How to recover table structure from InnoDB dictionary

To recover a dropped or corrupt table with Percona Data Recovery Tool for InnoDB you need two things: media with records(ibdata1, *.ibd, disk image, etc.) and a table structure. Indeed, there is no information about the table structure in an InnoDB page. Normally we either recover the structure from .frm files or take it from some old backup.

A new tool sys_parser can recover the table structure from InnoDB dictionary.

Why do we need a new tool anyway? It is absolutely critical to have an accurate table definition to ensure a successful recovery. Even an unnoticeable difference like NULL or NOT NULL can shift all values by a byte and thus will spoil the result. That’s why I prefer the structure from .frm files over taken from backups. But in some cases even .frm files is not an option:

  • Table was dropped and innodb_file_per_table is ON
  • Frm file corrupt, zeroed out, lost or SHOW CREATE TABLE crashes MySQL

There is yet another source of information about the table structure – InnoDB dictionary. Let’s review tables from the dictionary and see what it can give us. We will need four of them:

  • SYS_TABLES
  • SYS_INDEXES
  • SYS_COLUMNS
  • SYS_FIELDS

SYS_TABLES
Here InnoDB keeps correspondence between human readable table names and their internal identifiers.

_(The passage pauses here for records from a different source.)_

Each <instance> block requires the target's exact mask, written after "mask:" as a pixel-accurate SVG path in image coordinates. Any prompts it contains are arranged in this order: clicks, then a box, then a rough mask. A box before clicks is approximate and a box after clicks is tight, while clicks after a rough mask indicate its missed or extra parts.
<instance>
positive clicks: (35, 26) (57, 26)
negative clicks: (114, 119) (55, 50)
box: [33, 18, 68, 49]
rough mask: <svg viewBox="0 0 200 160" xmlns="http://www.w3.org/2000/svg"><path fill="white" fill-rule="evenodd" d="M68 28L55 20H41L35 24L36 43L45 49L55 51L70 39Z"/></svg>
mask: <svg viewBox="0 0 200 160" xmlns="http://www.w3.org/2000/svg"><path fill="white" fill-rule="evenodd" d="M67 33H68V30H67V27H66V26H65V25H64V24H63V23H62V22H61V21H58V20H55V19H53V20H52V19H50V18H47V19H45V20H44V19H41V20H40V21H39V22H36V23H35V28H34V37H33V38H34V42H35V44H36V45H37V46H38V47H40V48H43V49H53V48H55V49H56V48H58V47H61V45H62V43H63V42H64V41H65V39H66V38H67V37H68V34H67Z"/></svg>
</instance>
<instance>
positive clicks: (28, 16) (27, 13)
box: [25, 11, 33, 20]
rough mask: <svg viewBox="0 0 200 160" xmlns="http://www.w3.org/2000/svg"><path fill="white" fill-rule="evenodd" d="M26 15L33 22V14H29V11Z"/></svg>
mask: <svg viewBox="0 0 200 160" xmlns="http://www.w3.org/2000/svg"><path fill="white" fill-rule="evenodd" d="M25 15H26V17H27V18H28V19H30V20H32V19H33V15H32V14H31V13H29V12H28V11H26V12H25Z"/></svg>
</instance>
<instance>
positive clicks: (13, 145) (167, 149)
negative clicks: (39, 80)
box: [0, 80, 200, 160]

NAME is a human readable table name in form database_name/table_name e.g. sakila/actor. ID is a table identifier. We will need the table id to find indexes of the table.

SYS_INDEXES
This table lists all indexes the table has, secondary as well as the primary.

So, TABLE_ID is our table_id. ID here is the index identifier. We need it to find InnoDB pages which belong to the table’s index. Which one? A table can have many secondary indexes, but only in the primary index we can find all fields. It must exist for any InnoDB table. If explicitely defined its NAME is PRIMARY. If the primary key is not defined InnoDB will use a unique secondary index as the primary. If there is no any unique index InnoDB will create one implicitely. Its name will be GEN_CLUST_INDEX.
It doesn’t matter how the primary index gets created it will have minimal ID among the indexes of the table.

SYS_COLUMNS
Table SYS_COLUMNS stores fields names and type information of the table.

Here TABLE_ID is a well known table identifier, POS – a position of a field in the table. NAME is the name of a field, MTYPE and PRTYPE store information about the field type, encoding, NULL/NOT NULL properties etc.
LEN is the maximum number of bytes a field uses to store a value. I’m not sure what PREC is used for. It sounds like a short from “precision”, but at least for DECIMAL type where it would make sense it is still zero. If you know how InnoDB uses PREC please let me know.

So, we know all fields of the table, we can get the type. Is it enough for the recovery? No.

SYS_FIELDS
We need to know what fields form the primary key. The matter is regardless at what position primary key fields are defined in CREATE TABLE statement internally they always go first in a record. The second issue we should take into account is internal fields DB_TRX_ID and DB_ROLL_PTR . These two fields always reside between the primary key fields and the rest of the fields.
SYS_FIELDS lists fields of all indexes, including the primary.